8月も中旬を迎え、聡生館の夏期講習も後半へと入ってきました。夏休みに復習した内容を、どのように2学期の学習へつなげていくかを考える大切な時期です。

算数・数学の成績を伸ばすために、多くの子どもたちは計算練習や公式の暗記に取り組みます。もちろん、正確な計算力や基本公式の理解は欠かせません。しかし、学年が上がり、問題が複雑になるほど、それだけでは解けない問題が増えてきます。

そこで必要になるのが、「論理的思考力」と「直観力」です。

一見すると、論理と直観は反対の能力のように思えるかもしれません。しかし、数学において、この二つは車の両輪です。

直観によって「このように考えれば解けるのではないか」と道筋を予想し、論理によって、その考えが正しいかどうかを一つずつ確かめる。優れた数学的思考とは、この往復運動によって生まれます。

■算数・数学における論理的思考とは何か

論理的思考とは、単に難しいことを考える能力ではありません。

「なぜ、そうなるのか」
「何が分かっているのか」
「何を求めなければならないのか」
「そのために、どの条件を使えばよいのか」

このように、物事を順序立てて考え、根拠と結論をつなげる力です。

算数・数学が苦手な子どもには、問題文を読んだ直後に数字だけを拾い、すぐに計算を始める傾向が見られます。「足すのか、引くのか」「この公式を使うのか」と、操作ばかりを考えてしまうのです。

一方、数学的に考えられる子は、すぐには計算を始めません。まず、分かっていることと分からないことを整理し、問題全体の構造を捉えようとします。

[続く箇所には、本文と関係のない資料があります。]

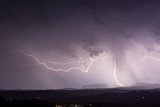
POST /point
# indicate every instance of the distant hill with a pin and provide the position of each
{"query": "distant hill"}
(94, 86)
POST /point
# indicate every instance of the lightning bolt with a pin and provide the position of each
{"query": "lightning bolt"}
(81, 68)
(80, 61)
(114, 72)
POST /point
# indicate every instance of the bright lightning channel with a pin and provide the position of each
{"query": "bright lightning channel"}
(81, 61)
(115, 69)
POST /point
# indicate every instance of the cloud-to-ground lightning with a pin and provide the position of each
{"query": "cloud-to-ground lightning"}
(114, 72)
(79, 61)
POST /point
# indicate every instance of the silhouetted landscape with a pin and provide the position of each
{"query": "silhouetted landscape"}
(80, 98)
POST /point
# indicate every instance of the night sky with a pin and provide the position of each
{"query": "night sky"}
(51, 44)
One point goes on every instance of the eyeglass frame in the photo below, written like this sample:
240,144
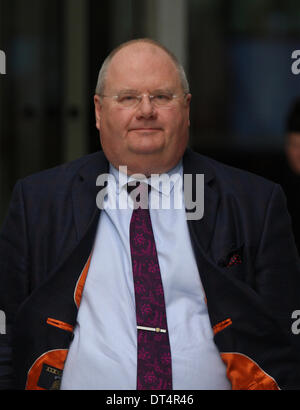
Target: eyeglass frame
140,98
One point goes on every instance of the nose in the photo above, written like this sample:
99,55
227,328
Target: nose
145,108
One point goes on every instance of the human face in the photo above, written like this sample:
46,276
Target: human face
146,139
293,151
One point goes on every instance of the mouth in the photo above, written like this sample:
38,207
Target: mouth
145,129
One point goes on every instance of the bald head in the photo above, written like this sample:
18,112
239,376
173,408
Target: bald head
136,47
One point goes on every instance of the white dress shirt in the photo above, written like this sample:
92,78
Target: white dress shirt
103,353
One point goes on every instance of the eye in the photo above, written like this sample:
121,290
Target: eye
126,97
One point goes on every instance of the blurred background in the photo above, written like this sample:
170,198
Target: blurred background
237,55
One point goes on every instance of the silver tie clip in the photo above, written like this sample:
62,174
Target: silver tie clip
152,329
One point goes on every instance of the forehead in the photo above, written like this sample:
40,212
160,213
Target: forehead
142,66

この違いが、文章題、関数、証明、図形、確率など、2学期以降に学ぶ単元で大きな差となって表れます。

■論理的思考力を養う第一歩は「説明すること」

論理的思考を育てる最も効果的な方法の一つは、解き方を言葉で説明することです。

正解した問題でも、「どうして、その式を立てたのか」「なぜ、その公式を使ったのか」を説明させてみると、実は十分に理解していない場合があります。反対に、途中で計算を間違えていても、考え方を説明できていれば、理解の土台はできています。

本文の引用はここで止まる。